Around this time last year, we were invited to visit the budding coral farms that RVS 4-Star Mariculture is developing in the Philippines. Several sites are planned for future coral farming efforts in the Philippines, and we managed to visit the beautiful island of Lubang in the Mindoro Province, one of the western most points in the center of the country.
While a huge number of reef fish are exported from the Philippines for marine aquariums, harvest and export of wild corals is strictly forbidden. So despite our huge selection of corals from many countries in the aquarium hobby, our first hand experience with Filipino corals is close to zero – we simply don’t know very much about aquarium corals from this part of the world.
This beautiful island actually was protected for decades by a Japanese soldier who inhabited the mountain and surrounding hills long after WWII ended, preventing the complete development of the island into farmland. This fortuitous series of events had the unintended consequence of preventing clearing of the forest, and so there was very little degradation of surrounding corals due to runoff, sedimentation, and the reefs we visited were in absolutely pristine condition.

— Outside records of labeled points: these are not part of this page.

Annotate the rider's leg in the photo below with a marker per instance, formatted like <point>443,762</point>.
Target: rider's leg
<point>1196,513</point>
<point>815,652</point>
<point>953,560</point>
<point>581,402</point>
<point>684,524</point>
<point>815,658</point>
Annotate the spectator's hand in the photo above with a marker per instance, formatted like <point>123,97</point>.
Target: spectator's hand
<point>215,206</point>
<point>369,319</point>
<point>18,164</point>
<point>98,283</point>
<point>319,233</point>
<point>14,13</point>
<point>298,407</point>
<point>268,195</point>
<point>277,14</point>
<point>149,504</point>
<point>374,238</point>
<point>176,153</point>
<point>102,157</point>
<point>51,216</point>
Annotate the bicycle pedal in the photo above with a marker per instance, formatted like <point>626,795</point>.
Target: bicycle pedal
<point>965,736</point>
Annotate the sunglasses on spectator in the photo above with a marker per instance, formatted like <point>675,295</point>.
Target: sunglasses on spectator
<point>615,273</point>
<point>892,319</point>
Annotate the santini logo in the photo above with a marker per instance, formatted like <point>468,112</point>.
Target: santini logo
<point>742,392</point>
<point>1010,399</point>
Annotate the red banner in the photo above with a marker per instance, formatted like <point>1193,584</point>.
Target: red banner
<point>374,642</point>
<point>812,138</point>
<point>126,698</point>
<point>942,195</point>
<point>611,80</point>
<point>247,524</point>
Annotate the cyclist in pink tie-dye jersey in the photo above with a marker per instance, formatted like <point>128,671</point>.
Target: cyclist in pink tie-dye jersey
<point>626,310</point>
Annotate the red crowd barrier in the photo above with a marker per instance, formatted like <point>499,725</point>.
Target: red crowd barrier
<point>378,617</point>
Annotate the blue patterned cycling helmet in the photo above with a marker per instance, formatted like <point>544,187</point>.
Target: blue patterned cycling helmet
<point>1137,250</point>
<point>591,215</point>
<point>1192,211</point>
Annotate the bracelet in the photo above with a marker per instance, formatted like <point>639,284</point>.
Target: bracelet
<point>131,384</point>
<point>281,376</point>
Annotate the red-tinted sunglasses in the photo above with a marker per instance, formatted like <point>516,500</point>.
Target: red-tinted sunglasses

Since our knowledge of corals via the aquarium hobby is so Indo-centric, much like the first time we dove in the Marshall Islands, exploring the reefs of the Philippines was like one long episode of wonder and discovery. It’s one thing to know that you are close to the epicenter of underwater and especially coral biodiversity, but it still took our breath away to see such a wide range of exotic soft and stony corals.
We already featured many of the most noteworthy coral species which we observed in Lubang, including Acropora globiceps, Acropora monticulosa, and a massive migrating school of small surgeonfish which altered the reefscape with their sheer numbers. This post is to share with you a small sample of the diversity of corals we encountered on this trip, including many unique deepwater Acros and an impressively huge diversity of soft corals.
Hopefully it will only be a matter of time until farmed corals are exported from the Philippines, bringing much needed awareness of corals from this part of the world while also providing a source of sustainable income to coastal residents.